Around 600 persons, including irregular migrants and potentially asylum-seekers, had lived for the last three years in the disused courthouse in Sokratous street in squalid conditions with no water, electricity or proper sanitation. Over the past two months the Greek authorities had been making attempts to evict them from the building. The 600 inhabitants had refused to move, claiming they had no alternative accommodation. At the time of their eviction the number of those remaining there had been reduced to around 100 people, following a series of sweep operations by the police in the centre of Athens which led to many of those living in the courthouse being arrested for having no proof of their legal right to remain in Greece.


According to reports the police arrested only a few of those evicted, as most had left the building the night before and dispersed around the centre of Athens. Fears have been expressed by local non-governmental organisations that many of those evicted were subsequently arrested in sweep operations conducted by the police in the centre of Athens on 20 and 21 July and that those with no documents confirming their legal right to stay are likely to be detained and deported.


On 9 May 2009, five migrants were injured after members of a far-right group tried to storm the courthouse. Some human rights activists were also lightly injured during the attack. There were reports that although the police were present, they did not take action to prevent the attacks or protect those under the attack.


These events follow the eviction of around 300 migrants and asylum-seekers from their makeshift homes in Patras on 12 July 2009. At that time Amnesty International expressed concern that around 100 individuals were left homeless as a result, living in fields close to Patras without shelter, or access to water, sanitation and medical assistance. Among those left unprotected were said to be a small number of unaccompanied minors.


International law prohibits forced evictions. No one should be evicted without adequate notice, prior consultation, due process of law including access to legal remedies, and provision of adequate alternative accommodation.
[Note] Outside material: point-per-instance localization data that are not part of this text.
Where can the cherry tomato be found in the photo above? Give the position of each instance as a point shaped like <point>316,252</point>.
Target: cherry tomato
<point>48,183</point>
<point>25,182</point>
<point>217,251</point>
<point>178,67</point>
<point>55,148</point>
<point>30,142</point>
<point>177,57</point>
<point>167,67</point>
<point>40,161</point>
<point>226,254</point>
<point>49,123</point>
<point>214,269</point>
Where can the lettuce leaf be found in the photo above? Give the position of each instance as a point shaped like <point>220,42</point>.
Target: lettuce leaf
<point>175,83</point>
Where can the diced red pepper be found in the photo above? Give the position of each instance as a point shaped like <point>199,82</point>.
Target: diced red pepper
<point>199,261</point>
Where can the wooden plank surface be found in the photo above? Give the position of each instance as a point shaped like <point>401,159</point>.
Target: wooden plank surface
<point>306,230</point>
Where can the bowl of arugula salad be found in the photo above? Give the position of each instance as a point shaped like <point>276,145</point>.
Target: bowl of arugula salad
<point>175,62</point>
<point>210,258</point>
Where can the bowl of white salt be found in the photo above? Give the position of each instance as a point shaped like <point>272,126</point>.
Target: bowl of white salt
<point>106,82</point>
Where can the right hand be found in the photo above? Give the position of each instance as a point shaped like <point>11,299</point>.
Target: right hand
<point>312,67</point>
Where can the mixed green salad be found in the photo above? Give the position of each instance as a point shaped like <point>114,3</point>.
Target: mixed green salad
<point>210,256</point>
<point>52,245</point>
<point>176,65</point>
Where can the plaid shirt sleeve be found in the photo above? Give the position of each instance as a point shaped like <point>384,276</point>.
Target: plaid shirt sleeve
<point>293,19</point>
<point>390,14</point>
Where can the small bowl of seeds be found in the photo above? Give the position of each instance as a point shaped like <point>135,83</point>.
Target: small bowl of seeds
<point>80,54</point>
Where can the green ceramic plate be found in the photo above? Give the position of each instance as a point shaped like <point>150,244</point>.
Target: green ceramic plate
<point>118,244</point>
Forced evictions violate a range of international and regional human rights treaties and standards, which protect the right to adequate housing, most notably the International Covenant on Economic, Social and Cultural Rights, to which Greece is a party.


Evictions may only be carried out as a last resort, once all other feasible alternatives have been explored, and only when all appropriate procedural protections are in place. All persons, irrespective of their legal status, must be guaranteed protection against forced evictions.
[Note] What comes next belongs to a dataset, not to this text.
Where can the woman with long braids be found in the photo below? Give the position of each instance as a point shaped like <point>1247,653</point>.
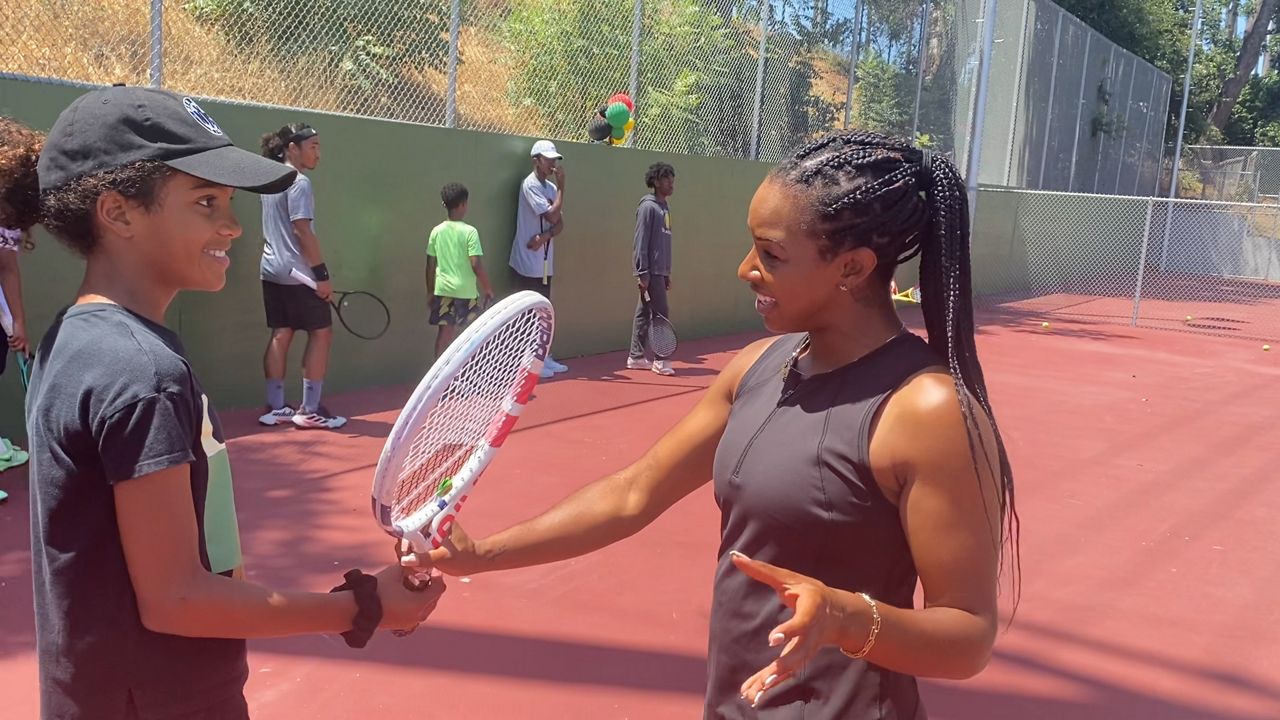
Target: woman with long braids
<point>850,458</point>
For further information about Amnesty International’s concerns about the asylum system and the treatment of asylum seekers and migrants in Greece see:

Greece: Amnesty International condemns forced evictions in Patras,AI Index: EUR 25/007/2009


Through the Demand Dignity campaign, launched in May 2009, Amnesty International is calling on governments globally to take all necessary measures, including the adoption of laws and policies that comply with international human rights law, to prohibit and prevent forced evictions.